I took a few books with me on vacation. One of them was an Italian novel called La strega innamorata, (“The witch in love”). It’s funny, and quirky, and easy to read, even for someone whose language skills are as rusty as mine. And every time I picked up the book, it did me the favor of reminding me that I should pour myself a glass of what might be my favorite digestivo, Liquore Strega.

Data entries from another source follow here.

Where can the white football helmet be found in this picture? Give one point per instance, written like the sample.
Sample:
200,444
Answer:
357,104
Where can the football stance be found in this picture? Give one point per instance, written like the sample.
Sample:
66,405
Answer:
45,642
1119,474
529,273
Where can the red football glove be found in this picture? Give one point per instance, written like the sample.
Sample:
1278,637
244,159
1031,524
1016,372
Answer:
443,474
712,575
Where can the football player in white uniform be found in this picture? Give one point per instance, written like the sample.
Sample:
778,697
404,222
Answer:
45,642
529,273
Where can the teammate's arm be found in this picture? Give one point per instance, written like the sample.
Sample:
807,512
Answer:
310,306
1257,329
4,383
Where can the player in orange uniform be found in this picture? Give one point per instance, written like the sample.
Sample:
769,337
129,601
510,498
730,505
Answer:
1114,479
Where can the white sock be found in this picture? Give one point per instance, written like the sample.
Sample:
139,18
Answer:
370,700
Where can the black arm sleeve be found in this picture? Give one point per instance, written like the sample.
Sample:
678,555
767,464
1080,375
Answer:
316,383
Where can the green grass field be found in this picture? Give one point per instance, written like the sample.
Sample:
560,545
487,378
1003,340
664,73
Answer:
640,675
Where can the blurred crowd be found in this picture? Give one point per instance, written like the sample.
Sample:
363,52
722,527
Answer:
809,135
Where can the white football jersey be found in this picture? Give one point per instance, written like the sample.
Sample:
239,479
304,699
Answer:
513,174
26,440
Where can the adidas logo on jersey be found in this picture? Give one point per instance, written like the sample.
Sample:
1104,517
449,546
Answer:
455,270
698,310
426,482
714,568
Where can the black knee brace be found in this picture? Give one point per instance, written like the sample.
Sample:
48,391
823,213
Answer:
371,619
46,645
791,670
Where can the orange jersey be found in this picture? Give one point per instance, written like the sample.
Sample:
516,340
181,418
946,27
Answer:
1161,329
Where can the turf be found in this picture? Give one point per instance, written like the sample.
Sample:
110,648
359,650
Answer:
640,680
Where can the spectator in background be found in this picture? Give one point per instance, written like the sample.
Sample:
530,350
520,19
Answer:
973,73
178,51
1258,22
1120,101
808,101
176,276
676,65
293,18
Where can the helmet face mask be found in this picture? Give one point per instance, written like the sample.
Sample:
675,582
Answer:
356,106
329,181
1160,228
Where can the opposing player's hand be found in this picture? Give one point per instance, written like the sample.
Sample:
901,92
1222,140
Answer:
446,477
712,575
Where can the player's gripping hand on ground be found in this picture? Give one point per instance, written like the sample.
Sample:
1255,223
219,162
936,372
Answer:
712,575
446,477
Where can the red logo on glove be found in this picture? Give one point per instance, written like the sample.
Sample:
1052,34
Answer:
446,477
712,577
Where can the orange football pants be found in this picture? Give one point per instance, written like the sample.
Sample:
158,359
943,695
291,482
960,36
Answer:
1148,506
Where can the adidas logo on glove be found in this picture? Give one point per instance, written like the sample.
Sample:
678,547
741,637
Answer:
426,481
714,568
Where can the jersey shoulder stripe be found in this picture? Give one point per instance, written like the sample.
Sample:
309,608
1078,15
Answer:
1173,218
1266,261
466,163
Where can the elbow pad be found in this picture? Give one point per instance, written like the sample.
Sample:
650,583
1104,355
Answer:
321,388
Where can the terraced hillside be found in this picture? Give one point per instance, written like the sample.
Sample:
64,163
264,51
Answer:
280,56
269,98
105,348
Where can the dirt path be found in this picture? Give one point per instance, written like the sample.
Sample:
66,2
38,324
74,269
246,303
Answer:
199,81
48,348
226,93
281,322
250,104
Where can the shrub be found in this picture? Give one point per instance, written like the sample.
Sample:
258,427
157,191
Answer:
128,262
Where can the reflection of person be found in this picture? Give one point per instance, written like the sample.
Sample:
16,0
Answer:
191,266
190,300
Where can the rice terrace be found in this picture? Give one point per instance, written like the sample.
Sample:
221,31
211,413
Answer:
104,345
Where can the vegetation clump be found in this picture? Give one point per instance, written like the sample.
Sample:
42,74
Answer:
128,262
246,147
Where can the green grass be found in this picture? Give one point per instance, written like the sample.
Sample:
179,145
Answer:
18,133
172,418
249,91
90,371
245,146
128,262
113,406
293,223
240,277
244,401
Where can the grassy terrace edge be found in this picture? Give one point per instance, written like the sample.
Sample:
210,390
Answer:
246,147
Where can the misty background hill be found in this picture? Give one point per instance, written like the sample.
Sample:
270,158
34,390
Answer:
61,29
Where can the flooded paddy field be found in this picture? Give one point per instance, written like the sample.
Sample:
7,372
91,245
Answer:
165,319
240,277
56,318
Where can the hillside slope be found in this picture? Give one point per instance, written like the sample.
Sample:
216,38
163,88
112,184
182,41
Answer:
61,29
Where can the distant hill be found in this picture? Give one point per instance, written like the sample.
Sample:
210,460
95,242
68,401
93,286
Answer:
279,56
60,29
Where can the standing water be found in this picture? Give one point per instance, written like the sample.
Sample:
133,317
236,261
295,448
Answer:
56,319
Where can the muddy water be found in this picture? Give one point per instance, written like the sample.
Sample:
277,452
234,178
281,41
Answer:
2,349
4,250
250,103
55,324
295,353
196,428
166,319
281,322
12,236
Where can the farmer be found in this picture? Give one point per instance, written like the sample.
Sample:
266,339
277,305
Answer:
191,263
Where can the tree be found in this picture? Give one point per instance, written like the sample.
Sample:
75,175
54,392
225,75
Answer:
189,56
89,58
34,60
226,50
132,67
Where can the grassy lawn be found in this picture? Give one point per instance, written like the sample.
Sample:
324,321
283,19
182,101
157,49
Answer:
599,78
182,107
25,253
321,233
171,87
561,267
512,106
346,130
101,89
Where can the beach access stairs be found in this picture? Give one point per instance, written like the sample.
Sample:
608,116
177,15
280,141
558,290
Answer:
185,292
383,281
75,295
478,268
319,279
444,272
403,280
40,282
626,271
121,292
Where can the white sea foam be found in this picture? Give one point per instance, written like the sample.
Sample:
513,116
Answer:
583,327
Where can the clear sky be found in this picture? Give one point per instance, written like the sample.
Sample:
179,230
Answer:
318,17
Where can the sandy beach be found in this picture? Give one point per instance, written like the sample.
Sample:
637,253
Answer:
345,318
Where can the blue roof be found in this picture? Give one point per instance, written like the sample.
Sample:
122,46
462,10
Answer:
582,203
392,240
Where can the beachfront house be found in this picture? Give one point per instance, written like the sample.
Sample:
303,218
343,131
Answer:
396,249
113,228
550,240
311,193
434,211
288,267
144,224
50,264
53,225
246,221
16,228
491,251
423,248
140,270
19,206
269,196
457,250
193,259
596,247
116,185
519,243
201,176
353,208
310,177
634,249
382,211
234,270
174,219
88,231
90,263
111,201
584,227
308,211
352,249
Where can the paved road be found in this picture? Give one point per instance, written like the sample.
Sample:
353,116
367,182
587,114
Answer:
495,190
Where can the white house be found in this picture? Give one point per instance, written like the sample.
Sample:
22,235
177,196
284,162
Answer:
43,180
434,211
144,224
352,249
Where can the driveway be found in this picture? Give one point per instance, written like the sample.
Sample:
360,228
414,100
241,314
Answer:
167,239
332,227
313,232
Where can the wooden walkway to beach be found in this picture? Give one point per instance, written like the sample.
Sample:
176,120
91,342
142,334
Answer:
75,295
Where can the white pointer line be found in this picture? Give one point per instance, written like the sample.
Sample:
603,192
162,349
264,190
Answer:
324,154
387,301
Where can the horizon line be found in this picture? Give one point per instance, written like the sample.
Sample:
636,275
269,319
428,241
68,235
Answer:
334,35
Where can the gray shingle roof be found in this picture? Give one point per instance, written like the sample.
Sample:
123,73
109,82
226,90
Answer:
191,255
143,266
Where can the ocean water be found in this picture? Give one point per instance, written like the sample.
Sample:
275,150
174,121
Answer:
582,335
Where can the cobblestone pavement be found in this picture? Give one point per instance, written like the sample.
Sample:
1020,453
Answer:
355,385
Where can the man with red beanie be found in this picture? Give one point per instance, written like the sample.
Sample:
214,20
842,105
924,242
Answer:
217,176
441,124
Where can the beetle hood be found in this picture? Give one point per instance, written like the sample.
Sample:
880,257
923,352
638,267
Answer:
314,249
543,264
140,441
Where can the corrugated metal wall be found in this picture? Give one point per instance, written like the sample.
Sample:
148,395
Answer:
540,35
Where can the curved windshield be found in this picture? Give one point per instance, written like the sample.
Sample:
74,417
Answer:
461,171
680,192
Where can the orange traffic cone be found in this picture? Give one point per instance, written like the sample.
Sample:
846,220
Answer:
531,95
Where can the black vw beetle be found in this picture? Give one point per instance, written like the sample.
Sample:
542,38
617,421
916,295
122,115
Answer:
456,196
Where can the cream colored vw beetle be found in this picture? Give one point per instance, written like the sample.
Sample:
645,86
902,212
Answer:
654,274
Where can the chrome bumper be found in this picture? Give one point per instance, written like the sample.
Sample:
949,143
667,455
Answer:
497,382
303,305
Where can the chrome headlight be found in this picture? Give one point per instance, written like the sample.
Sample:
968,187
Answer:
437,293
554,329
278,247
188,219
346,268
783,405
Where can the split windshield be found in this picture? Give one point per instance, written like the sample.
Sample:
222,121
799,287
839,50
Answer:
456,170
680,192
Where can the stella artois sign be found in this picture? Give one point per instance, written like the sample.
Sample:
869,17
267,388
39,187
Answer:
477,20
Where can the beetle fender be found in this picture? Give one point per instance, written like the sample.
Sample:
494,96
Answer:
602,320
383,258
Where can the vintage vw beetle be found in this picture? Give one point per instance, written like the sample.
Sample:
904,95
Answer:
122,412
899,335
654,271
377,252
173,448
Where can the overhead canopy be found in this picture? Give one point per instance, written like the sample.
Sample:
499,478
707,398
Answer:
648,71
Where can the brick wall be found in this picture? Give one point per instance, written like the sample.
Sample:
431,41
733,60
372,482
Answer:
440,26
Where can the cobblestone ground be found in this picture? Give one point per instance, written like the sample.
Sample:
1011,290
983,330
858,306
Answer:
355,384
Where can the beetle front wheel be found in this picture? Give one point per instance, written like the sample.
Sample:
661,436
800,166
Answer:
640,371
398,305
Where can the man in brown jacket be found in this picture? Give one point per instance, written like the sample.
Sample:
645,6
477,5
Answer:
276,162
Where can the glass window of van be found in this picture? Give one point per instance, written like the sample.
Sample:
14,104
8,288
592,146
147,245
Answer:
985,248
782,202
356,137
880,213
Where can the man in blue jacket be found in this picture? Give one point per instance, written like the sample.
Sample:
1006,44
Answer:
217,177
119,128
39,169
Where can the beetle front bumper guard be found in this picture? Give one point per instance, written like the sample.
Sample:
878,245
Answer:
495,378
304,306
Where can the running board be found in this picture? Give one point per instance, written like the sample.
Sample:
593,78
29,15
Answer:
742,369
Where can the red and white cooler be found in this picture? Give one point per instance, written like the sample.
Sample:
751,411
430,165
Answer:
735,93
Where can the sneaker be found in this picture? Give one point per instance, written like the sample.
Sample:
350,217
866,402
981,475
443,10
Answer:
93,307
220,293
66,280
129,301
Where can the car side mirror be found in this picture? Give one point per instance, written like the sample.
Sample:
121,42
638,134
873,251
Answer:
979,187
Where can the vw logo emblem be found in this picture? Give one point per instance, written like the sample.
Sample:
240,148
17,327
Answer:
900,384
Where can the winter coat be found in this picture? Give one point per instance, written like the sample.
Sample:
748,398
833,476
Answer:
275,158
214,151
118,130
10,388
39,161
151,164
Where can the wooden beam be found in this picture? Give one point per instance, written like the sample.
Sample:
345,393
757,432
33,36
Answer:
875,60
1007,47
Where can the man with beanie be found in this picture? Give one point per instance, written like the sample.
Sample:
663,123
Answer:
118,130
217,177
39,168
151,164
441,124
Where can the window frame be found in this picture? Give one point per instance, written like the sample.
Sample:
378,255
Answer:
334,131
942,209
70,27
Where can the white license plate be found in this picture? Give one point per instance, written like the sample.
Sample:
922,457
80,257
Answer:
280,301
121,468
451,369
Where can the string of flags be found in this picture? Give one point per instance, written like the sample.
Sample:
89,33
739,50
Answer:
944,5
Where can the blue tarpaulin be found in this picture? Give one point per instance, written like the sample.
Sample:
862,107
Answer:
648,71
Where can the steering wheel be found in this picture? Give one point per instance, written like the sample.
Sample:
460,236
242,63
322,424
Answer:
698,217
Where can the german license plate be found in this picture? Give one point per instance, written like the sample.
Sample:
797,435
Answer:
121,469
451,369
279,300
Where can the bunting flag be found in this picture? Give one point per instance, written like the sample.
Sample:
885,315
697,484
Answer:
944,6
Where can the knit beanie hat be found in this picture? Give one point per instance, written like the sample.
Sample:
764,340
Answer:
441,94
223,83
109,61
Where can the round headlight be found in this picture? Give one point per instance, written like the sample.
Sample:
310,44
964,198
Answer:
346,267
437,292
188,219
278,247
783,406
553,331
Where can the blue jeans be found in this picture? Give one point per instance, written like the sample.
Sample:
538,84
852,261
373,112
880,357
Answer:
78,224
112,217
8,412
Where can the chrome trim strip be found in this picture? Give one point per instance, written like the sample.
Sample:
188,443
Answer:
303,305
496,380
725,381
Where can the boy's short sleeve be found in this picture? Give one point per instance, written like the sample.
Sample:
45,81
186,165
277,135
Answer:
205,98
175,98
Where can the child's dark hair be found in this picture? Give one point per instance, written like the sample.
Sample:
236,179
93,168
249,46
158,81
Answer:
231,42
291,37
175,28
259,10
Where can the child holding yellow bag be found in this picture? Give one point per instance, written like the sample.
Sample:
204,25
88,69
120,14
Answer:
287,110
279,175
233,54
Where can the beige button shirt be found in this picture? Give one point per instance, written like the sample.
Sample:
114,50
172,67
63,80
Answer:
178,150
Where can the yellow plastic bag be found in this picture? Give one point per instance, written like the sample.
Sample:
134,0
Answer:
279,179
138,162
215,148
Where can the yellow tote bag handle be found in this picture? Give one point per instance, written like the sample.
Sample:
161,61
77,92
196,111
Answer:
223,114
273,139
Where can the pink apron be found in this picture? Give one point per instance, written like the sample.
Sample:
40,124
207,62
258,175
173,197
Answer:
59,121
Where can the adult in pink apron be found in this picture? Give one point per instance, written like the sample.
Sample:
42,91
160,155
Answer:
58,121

Strega is a bold liqueur. It has a bright electric saffron yellow color, and a typically Italian label full of busy little curliques, medals, and flourishes. It’s 80 proof, but feels stronger. The aroma of Strega is that of atomized pepper, mace, and salty air. To taste, it starts cloyingly sweet, but this is quickly clobbered by a strong anise and cassia mixture. A pine and wintergreen taste scratches you lovingly on the way down your throat. Strega is not an amaro. It manages to suggest bitterness to the back of your tongue without actually being bitter.
When the liquor finally reaches your stomach, you will feel warm.
There are substitutes for Strega. Liquore Galliano is often shelved nearby, but it’s not as good and the bottle (twice the height of any shelf you have available) is painfully stupid and inconvenient. The closest substitution would be Chartreuse. Secretly, I think that yellow Chartreuse tastes just a little better than Strega — it’s less sweet, and has a bit more of a burn. But it’s French, and named after monks, which means that it doesn’t have as much romance as its Calabrian cousin. So I always drink Strega instead.
It may not seem totally rational to prefer something that I know, intellectually, doesn’t taste quite as good as its alternative. But that’s how I feel about it.
I guess you could say I’m bewitched.